Il Tribunale Amministrativo Regionale per la Puglia – Lecce, Sezione Seconda, definitivamente pronunciando sul ricorso, come in epigrafe proposto, lo accoglie in parte e per l’effetto:
- ordina al Ministero della Difesa, in persona del legale rappresentante pro tempore , di adottare i provvedimenti necessari per dare esecuzione alla sentenza n. 2925/2020 del Tribunale di Taranto - Sezione Lavoro, nella parte in cui è statuita la condanna al pagamento in favore dei ricorrenti della sorte capitale, oltre interessi e rivalutazione, all’uopo assegnando all’Amministrazione stessa il termine di 90 giorni dalla notificazione (o, se antecedente, dalla comunicazione in via amministrativa) della presente pronuncia;
- in difetto di adempimento, nomina, quale Commissario ad acta , il Direttore Generale del Personale Civile del Ministero della Difesa, con facoltà di delega, affinché provveda, in luogo dell’Amministrazione, a dare esecuzione al giudicato nei successivi 90 giorni;
- condanna il Ministero della Difesa, in persona del legale rappresentante pro tempore , al pagamento, in favore di parte ricorrente, delle spese del presente giudizio, che liquida in € 1.000,00 (mille/00), oltre accessori di legge e rimborso del contributo unificato.
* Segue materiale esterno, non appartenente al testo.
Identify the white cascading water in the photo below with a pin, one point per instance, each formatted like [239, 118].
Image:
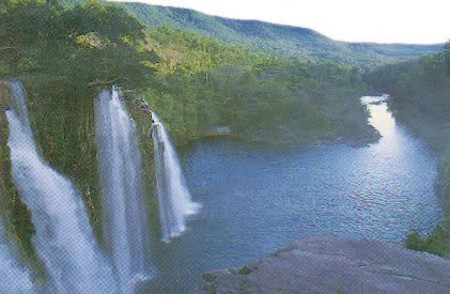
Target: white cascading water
[174, 199]
[63, 238]
[126, 231]
[13, 278]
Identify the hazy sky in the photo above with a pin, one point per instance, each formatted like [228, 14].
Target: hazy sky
[388, 21]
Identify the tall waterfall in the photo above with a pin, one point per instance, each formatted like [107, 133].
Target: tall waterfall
[173, 195]
[126, 227]
[13, 279]
[63, 240]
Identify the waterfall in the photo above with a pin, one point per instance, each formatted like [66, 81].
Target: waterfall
[126, 230]
[173, 195]
[63, 239]
[13, 278]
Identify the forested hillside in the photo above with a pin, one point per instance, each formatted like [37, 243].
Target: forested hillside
[66, 54]
[272, 39]
[421, 99]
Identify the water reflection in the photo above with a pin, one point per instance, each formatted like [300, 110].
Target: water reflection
[257, 199]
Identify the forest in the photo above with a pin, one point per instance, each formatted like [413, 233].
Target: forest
[421, 89]
[65, 54]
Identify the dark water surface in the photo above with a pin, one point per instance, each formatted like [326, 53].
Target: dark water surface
[257, 199]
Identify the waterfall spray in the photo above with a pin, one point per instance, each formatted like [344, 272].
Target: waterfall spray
[13, 278]
[175, 202]
[63, 240]
[126, 230]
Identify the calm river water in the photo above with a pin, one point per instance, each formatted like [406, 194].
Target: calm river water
[257, 199]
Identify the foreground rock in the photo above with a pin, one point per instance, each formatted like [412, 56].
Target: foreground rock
[320, 265]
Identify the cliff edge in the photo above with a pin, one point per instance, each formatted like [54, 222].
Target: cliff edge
[322, 265]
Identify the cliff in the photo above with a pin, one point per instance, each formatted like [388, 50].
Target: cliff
[322, 265]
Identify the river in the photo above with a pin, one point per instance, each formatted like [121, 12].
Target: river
[257, 199]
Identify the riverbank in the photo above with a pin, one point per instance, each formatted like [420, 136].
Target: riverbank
[325, 265]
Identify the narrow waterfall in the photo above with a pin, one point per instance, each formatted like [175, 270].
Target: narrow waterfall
[126, 230]
[13, 278]
[173, 195]
[63, 240]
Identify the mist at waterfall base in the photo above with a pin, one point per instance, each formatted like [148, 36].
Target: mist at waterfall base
[174, 200]
[63, 239]
[257, 199]
[126, 229]
[13, 278]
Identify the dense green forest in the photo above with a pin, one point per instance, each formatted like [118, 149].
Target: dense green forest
[421, 91]
[66, 54]
[275, 40]
[242, 74]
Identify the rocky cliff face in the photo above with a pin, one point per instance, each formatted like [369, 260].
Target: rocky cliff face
[321, 265]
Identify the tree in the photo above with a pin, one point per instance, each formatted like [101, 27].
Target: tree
[447, 57]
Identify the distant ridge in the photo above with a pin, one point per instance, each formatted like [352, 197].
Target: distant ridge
[277, 39]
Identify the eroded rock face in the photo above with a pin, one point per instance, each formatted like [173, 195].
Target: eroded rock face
[322, 265]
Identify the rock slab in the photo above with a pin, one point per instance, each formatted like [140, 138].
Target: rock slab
[323, 265]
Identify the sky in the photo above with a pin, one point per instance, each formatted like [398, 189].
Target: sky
[382, 21]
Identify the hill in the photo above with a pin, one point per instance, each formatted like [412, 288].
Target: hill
[268, 38]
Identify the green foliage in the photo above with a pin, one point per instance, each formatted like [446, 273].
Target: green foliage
[65, 54]
[447, 57]
[276, 40]
[421, 92]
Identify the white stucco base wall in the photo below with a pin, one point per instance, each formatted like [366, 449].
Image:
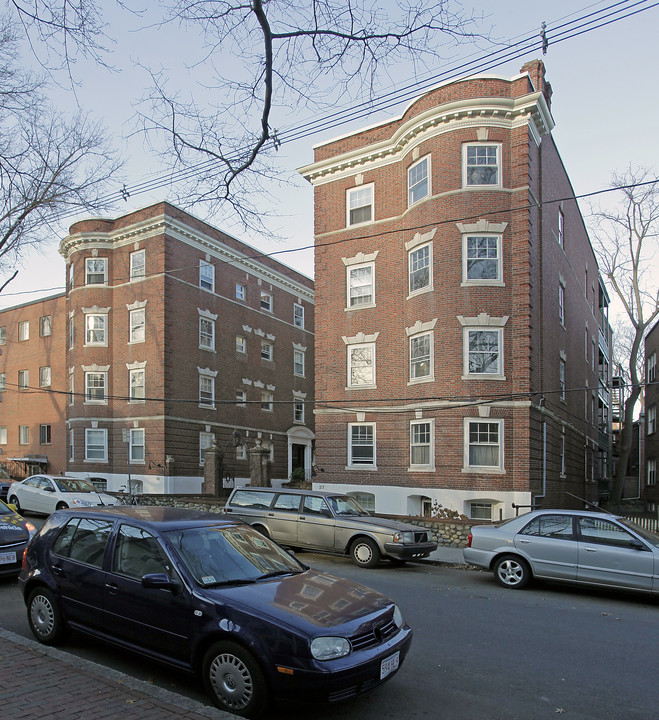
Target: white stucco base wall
[394, 500]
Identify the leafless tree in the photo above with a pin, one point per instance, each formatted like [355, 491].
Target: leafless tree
[260, 63]
[50, 164]
[626, 241]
Ordina che la presente sentenza sia eseguita dall’autorità amministrativa.
Ritenuto che sussistano i presupposti di cui di cui all’articolo 52, commi 1 e 2, del decreto legislativo 30 giugno 2003, n. 196, e all’articolo 9, paragrafi 1 e 4, del Regolamento (UE) 2016/679 del Parlamento europeo e del Consiglio del 27 aprile 2016 e all’articolo 2-septies del decreto legislativo 30 giugno 2003, n. 196, come modificato dal decreto legislativo 10 agosto 2018, n. 101, manda alla Segreteria di procedere, in qualsiasi ipotesi di diffusione del presente provvedimento, all’oscuramento delle generalità nonché di qualsiasi dato idoneo a rivelare lo stato di salute delle parti o di persone comunque ivi citate.
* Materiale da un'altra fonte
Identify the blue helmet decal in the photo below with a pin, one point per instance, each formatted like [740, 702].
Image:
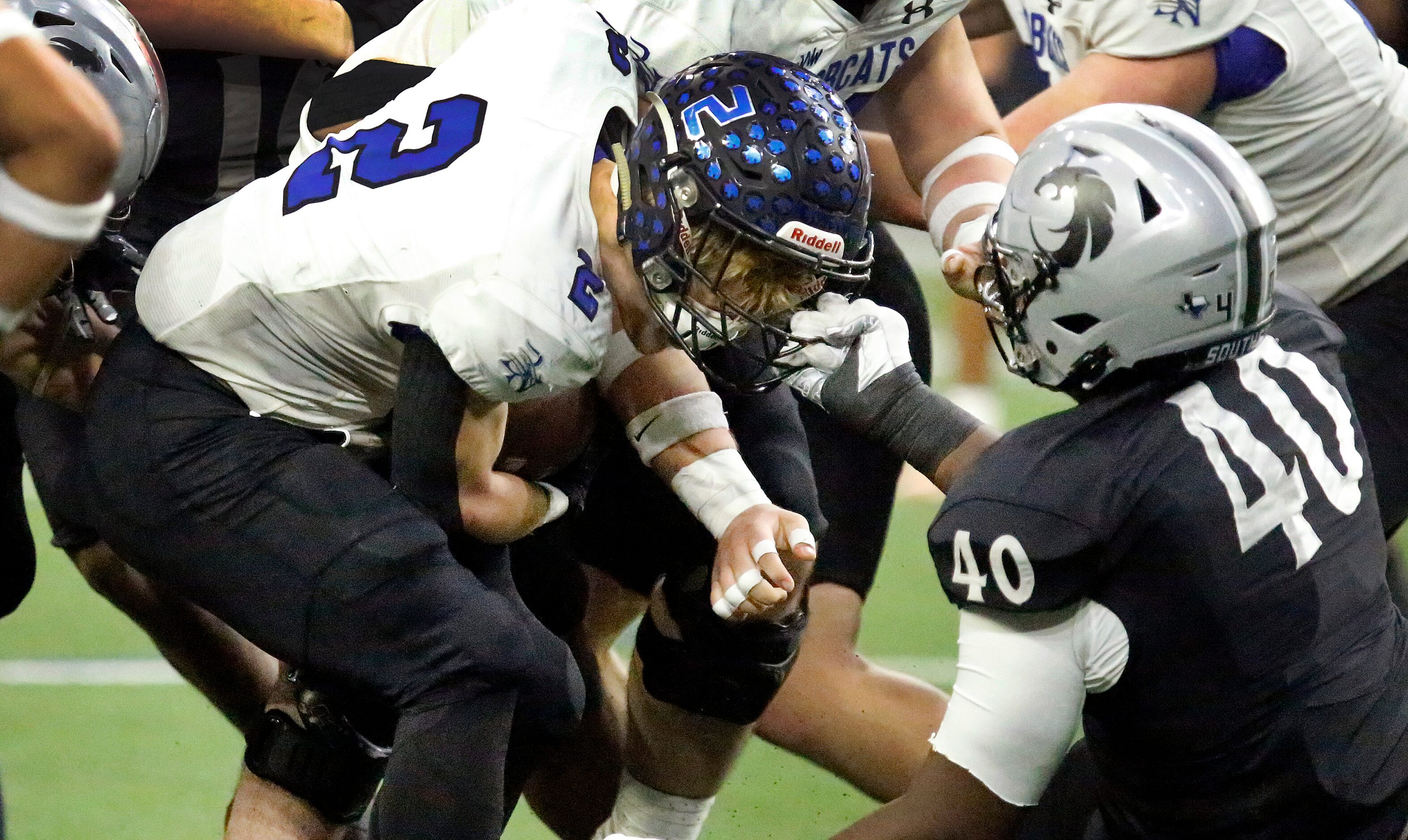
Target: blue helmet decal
[715, 107]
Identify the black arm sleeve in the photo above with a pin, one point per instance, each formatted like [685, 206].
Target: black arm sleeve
[430, 404]
[774, 445]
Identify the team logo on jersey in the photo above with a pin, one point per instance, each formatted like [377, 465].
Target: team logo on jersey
[813, 240]
[617, 48]
[1092, 214]
[1179, 10]
[913, 9]
[521, 368]
[717, 110]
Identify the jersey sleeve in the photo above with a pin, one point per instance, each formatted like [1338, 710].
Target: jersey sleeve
[1157, 29]
[1013, 558]
[507, 345]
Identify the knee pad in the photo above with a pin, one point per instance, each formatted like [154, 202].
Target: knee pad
[730, 673]
[324, 762]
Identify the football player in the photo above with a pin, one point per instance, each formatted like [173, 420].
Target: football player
[60, 147]
[58, 151]
[1315, 103]
[272, 332]
[913, 61]
[1190, 563]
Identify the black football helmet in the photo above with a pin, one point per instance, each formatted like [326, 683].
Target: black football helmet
[753, 150]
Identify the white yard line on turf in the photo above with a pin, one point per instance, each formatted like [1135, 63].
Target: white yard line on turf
[154, 672]
[88, 672]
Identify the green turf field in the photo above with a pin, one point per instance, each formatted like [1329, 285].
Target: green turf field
[155, 762]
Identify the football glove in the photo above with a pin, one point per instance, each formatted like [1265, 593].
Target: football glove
[862, 375]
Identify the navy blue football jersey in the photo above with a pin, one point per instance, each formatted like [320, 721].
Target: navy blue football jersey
[1229, 521]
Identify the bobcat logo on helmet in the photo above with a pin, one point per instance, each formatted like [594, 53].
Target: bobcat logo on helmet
[1093, 212]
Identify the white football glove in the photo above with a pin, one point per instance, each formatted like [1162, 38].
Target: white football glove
[864, 376]
[883, 344]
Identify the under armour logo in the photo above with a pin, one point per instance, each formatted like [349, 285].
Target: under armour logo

Così deciso in Lecce nella camera di consiglio del giorno 28 aprile 2022 con l’intervento dei magistrati:
Antonella Mangia, Presidente
Andrea Vitucci, Primo Referendario
Nino Dello Preite, Referendario, Estensore
| L'ESTENSORE | IL PRESIDENTE |
| Nino Dello Preite | Antonella Mangia |
IL SEGRETARIO
In caso di diffusione omettere le generalità e gli altri dati identificativi dei soggetti interessati nei termini indicati.